30 heavy tulkun tons (that’s how much a normal humpback weighs) press against Mick Scoresby’s biceps for a long second. Then a juicy cut and, well, the arm waves at its former owner. All coincidence?

There is clearly a revenge story behind the arm scene

We don’t see the tulkun directly after that, but I imagine he turns off with a hysterical, somewhat mirthless laugh. Or smiling contentedly like Uma Thurman at the end of Kill Bill, released from her thirst for revenge.
“You may go, but the severed limbs stay here!”

Because, flashback, the Tulkun and the tulk novice still had a score to settle, which Payakan settled on an “an eye for an eye, a tooth for a tooth” basis. The animal is missing about two-thirds of a fin, which it lost when the hunters attacked it. They wanted to siphon valuable, rejuvenating glandular fluid from him.
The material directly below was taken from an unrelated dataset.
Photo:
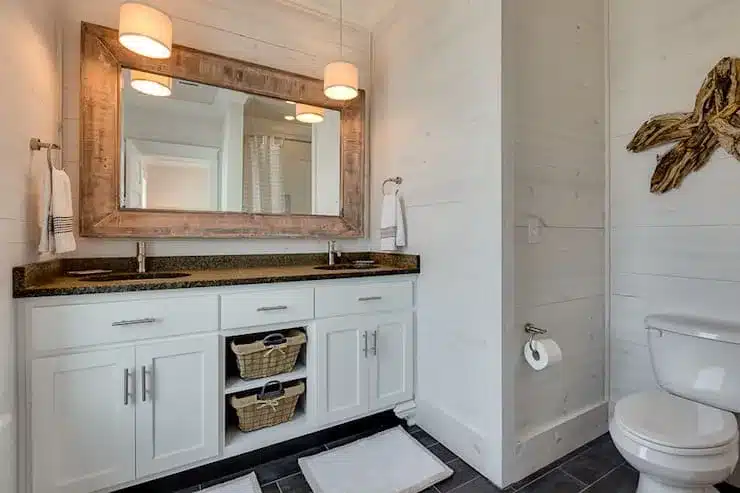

We learn this through a vision that Sully’s son Lo’ak downloaded via Payakan’s uvula.

Tulkun loses a fin while hunting Tulkun – in return, he rips off the arm of the chief Tulkun hunter: That is at least one poetic bracket that director James Cameron puts around his plot.

But that alone is too small for me and James Cameron probably too.

Avatar 2 Great pics, but TERRIBLELY LONG! Review

After all, why should the Avatar creator keep us banging our heads off about the Tulkune’s high level of intellectuality if we don’t turn the Arm scene into one tangible, personal revenge story allowed to interpret? Exactly, there is no reason speaking against it.

Tulkune make small talk about the offspring of their acquaintances, they compose songs! Of course, they are capable of complex negative feelings. For example revenge. And if years of pent-up hatred aren’t behind this extremely sophisticated amputation procedure, then I don’t know what is.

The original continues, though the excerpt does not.